The two began working closely on the 2006 film “Candy,” which starred Heath Ledger, Abbie Cornish and Geoffrey Rush in a story about poetry, love and heroin. The box office was negligible. The film took in less than $50,000 in the United States, according to Boxofficemojo.com.
But Mr. Canning and Mr. Sherman found they were mutually attracted to the sort of films that leave a proud poster on the producer’s wall even if they don’t do much for his wallet. “It’s a passion place,” Mr. Sherman said of the zone in which they work.
As the pair were getting See-Saw under way in 2008, they were introduced to Mr. Unwin, who was trying to make a film of a still-unproduced stage play by David Seidler about King George’s stuttering problem. Mr. Seidler’s best-known movie credit was for “Tucker: The Man and His Dream,” released in 1988.
The usual accidents of indie filmmaking, happy and otherwise, ensued.
Even while they were working on the script, a version was slipped informally to Mr. Rush, “against all of our gut instincts about what to do,” Mr. Canning said. He is a fastidious type who would have preferred approaching the actor with a financial offer and a finished product.
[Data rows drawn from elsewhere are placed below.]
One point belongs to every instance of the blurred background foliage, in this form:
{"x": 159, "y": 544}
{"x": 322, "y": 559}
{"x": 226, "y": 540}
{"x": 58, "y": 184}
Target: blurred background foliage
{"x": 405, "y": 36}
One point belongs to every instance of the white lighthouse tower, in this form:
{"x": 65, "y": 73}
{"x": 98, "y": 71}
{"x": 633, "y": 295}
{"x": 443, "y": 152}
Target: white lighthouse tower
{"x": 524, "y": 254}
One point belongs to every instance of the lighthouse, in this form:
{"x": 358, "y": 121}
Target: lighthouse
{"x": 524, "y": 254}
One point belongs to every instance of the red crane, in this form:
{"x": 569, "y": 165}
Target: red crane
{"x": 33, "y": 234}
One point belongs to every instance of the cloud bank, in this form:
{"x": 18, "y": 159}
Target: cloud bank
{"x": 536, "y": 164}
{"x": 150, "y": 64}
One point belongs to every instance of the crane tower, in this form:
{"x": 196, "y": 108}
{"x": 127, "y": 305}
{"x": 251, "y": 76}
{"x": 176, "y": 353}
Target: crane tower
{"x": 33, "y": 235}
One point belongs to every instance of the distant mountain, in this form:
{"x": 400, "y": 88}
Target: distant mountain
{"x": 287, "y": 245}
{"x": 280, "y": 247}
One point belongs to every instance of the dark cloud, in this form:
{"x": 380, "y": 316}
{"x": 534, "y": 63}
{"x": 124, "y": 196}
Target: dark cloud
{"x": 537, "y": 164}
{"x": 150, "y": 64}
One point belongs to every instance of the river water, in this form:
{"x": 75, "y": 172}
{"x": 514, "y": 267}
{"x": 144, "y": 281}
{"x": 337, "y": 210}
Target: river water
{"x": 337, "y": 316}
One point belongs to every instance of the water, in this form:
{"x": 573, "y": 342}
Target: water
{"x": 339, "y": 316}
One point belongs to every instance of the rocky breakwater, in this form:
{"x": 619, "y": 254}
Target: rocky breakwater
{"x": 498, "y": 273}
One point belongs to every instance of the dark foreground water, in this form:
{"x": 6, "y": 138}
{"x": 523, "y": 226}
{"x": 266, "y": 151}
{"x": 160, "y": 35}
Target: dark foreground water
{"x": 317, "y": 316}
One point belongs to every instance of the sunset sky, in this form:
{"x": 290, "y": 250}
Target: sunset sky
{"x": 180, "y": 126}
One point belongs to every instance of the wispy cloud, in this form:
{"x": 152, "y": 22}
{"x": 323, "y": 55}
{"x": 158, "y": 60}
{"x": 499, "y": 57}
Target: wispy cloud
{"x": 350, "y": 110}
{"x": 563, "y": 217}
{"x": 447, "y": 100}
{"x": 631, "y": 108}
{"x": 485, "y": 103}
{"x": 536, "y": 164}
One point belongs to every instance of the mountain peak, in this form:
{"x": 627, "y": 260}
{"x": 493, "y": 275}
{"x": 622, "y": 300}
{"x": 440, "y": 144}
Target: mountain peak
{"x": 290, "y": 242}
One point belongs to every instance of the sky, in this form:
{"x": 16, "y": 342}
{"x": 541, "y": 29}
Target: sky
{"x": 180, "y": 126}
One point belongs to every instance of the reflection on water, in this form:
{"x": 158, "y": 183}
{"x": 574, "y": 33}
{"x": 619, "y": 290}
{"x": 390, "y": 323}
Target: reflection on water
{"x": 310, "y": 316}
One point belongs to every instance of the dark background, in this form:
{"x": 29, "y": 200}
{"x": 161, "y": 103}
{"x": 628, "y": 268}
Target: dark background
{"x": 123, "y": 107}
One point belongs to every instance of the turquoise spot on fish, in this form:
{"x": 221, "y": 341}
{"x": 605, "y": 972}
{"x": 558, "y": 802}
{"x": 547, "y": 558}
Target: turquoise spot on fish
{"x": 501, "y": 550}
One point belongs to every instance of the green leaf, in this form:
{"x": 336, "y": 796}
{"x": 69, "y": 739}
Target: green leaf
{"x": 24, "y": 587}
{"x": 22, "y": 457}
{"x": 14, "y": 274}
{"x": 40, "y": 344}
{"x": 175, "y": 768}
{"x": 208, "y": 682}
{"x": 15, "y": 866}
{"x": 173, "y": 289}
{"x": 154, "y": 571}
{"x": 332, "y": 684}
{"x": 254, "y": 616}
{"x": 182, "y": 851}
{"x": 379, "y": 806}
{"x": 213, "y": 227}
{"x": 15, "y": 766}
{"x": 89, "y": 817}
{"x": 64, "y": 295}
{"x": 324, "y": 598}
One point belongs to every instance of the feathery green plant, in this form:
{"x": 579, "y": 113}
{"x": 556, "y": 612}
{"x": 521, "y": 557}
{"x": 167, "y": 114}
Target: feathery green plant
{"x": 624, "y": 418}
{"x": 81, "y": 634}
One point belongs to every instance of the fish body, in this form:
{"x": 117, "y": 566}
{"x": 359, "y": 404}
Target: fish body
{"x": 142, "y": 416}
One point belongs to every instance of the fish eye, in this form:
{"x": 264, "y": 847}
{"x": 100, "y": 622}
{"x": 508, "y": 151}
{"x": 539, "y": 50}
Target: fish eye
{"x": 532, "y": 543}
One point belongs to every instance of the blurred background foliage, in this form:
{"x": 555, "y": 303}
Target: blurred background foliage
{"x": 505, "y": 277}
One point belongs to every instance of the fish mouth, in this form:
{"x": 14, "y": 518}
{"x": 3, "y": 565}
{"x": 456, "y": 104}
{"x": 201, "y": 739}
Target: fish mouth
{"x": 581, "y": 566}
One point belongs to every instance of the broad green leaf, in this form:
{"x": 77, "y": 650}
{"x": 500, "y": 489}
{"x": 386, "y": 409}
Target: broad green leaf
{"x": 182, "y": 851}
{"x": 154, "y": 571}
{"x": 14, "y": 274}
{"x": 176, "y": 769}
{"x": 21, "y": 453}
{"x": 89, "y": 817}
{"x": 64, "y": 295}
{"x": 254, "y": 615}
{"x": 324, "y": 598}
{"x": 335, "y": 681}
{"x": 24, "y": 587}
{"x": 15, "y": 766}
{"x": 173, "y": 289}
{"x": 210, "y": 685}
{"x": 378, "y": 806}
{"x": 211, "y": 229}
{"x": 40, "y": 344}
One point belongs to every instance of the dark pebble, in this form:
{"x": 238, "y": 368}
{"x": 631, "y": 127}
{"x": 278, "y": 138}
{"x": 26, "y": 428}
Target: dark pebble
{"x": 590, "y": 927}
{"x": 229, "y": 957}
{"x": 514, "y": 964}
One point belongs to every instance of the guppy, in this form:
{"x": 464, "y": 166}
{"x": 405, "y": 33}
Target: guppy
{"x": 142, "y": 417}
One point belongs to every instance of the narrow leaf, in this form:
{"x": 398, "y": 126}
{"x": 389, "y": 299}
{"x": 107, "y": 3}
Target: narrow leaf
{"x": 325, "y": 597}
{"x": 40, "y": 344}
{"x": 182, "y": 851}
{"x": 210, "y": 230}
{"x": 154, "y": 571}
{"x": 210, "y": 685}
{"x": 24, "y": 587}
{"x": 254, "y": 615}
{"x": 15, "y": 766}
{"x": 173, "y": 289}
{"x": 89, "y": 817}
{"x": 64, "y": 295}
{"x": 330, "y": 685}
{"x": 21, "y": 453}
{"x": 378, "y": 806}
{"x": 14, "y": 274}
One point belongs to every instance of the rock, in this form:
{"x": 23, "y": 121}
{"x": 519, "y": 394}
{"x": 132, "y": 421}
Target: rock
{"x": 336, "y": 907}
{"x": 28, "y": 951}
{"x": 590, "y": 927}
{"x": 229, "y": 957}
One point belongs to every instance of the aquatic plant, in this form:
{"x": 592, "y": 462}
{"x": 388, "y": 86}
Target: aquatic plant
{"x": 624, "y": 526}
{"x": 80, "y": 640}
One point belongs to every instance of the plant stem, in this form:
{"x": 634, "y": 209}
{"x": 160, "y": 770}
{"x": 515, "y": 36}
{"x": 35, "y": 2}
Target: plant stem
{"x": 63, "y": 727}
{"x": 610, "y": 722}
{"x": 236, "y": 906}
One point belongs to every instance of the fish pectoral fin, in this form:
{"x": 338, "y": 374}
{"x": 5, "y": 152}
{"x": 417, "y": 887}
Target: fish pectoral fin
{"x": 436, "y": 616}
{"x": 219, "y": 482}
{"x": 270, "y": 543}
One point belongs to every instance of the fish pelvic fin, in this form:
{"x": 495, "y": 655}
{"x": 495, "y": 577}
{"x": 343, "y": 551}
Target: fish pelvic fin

But Mr. Rush was interested, and stayed that way while the movie fell together. But it then almost fell apart as Mr. Rush was pressed to begin a stage play even as they were preparing to shoot and financing was still being cobbled together from more than a dozen sources.
(In a second happy accident, Tom Hooper, the eventual director, became intrigued after his mother happened to sit in on a table reading of the script.)
“You do sniff out as a producer that films have a moment,” said Mr. Sherman, finishing up his cauliflower soup.
Mr. Canning, still sipping his café au lait, added, “I’ve seen films miss that moment.”
Rather than lose the moment, the producers began shooting in November 2009, on a budget that had suddenly shrunk by about 12 percent, to about $15 million, as the value of the dollar dropped in Britain.
By then, the producers had already rebuffed Fox Searchlight, which had expressed interest in making the film, but would have turned Mr. Sherman, Mr. Canning and Mr. Unwin into producers-for-hire. Instead, they had made a deal to have Mr. Weinstein’s company distribute the film in the United States and elsewhere, while they remained independent.
Mr. Weinstein, Mr. Canning said, had pursued them “aggressively.”
It was “locked-in-the-room time,” Mr. Sherman said of a negotiations that put “The King’s Speech” in the hands of an Oscar-maven who last had a best picture in 2003, with “Chicago,” while Mr. Weinstein was still at Miramax Films.
On Saturday night, Mr. Canning and Mr. Sherman will be among the honored guests at Mr. Weinstein’s Oscar bash, at Soho House, about a mile and a half up Sunset Boulevard from the Chateau.
And by Sunday, if all goes according to plan, they’ll have no problem getting a table.